Building a database to handle PhD interview tracking using MySQL and noco-db

So, as folx probably know, I’m currently during a PhD at the Australian National University’s School of Cybernetics, investigating voice data practices and what we might be able to do to change them to have less biased voice data, and less biased voice technology products. If you’d like to see some of the things I’ve been working on, you can check out my portfolio. Two of my research methods are related to interviews; the first tranche being shorter exploratory interviews and the second being in-depth interviews with machine learning practitioners.

Because there are many stages to interviews – identifying participants, approaching them for interviews, obtaining consent, scheduling, transcription and coding – I needed a way to manage the pipeline. My PhD cohort colleagues use a combination of AirTable and Notion, but I wanted an opensource alternative (surprise!).

Identifying alternatives and choosing one to use

I did a scan of what alternatives were available simply by searching for “open source alternative to AirTable”. Some of the options I considered but discarded were:

  • BaseRow: While this is open source, and built in widely adopted frameworks such as Django and Vue.js, and available in Docker and Heroku deploys, the commercial framing behind the product is very much open core. That is, there are a lot of features that are only available in the paid / premium version. I’ve worked with open core offerings before, and I’ve found that the most useful features are usually those that are behind the paywall.
  • AppFlowy: While this looked really impressive, and the community behind it looked strong, the use of Flutter and Rust put me off – I’m not as familiar with either of them compared to Vue.js or Django. I also found the documentation really confusing – for example, to install the Linux version it said to “use the official package”, but it didn’t give the name of the official package. Not helpful. On this basis I ruled out AppFlowy.
  • DBeaver: This tool is more aimed at people who have to work with multiple databases; it provides a using GUI over the top of the database, but is not designed to be a competitor to Notion or AirTable. I wanted something more graphically-focused, and with multiple layout styles (grid, card etc).
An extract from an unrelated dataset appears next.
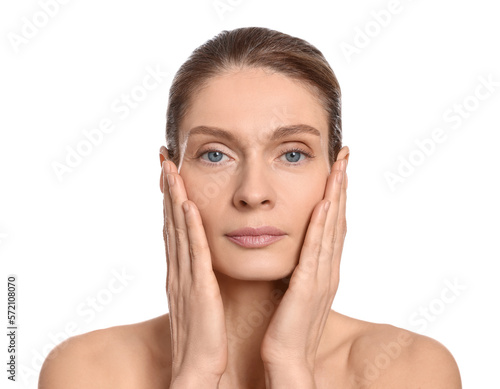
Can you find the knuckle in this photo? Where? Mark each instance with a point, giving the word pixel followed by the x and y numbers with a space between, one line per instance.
pixel 180 233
This left me with NoCoDB. I kicked the tyres a bit by looking at the GitHub code, and read through the documentation to get a feel for whether it was well constructed; it was. Importantly, I was able to install it on my localhost; my ethics protocol for my research method prevented it being hosted on a cloud platform.

Installation

Installation was a breeze. I set up a database in MySQL (also running locally), then git clone‘d the repo, and used npm to install the software:

git clone https://github.com/nocodb/nocodb-seed
cd nocodb-seed
npm install
npm start

nocodb uses node.js’s httpd server, and starts the application by default on port 80, so to start using it, you simply go to: http://localhost:8080/. One slightly frustrating thing is that it does require an email address and password to log in. nocodb is a commercial company – they’ve recently done a raised and are hiring – and I suspect this is part of their telemetry, even for self-hosted solutions. I run Pihole as my DNS server, and I don’t see any telemetry from nocodb in my block list, however.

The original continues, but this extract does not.